Endlich wurde er mir auf die Brust gelegt. Er brauchte ein paar Sekunden um HIER anzukommen bevor er schrie und rosig wurde. Um 08:02 Uhr tat Julian auf meiner Brust seinen ersten Schrei. Nur 4 Stunden, nachdem zu Hause die Blase aufgegangen war.

 

Anschließend wurde uns genügend Zeit gegeben uns eingehend zu betrachten und wir wählten einen Namen aus. Da wir uns diesmal nicht sagen haben lassen, was es wird fiel uns die Namenswahl wesentlich schwerer als bei seiner großen Schwester vor 2 Jahren. Ich fragte Armin, welcher der Namen ihm am besten gefallen hätte und wir einigten uns nach kurzem Austausch auf den Namen Julian. Auch diesmal wurde ich von Geburtsverletzungen verschont (trotz eines stattlichen Kopfumfanges von 36,5cm) und fühlte mich nach der Geburt sehr fit und wohl!

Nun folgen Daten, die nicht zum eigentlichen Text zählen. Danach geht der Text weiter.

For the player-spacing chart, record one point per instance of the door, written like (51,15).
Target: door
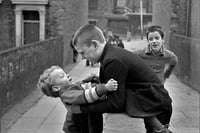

Ich war unheimlich stolz auf uns drei und die unglaubliche Leistung die wir erbracht hatten.

 

Ja, eine Geburt ist ein kleiner Marathon aber mit dem richtigen Team im Rücken gut zu meistern. Ich bin wahnsinnig froh darüber, dass ich dieses Wunder ein zweites Mal erleben durfte und werde diese wunderschönen Momente immer in guter Erinnerung behalten!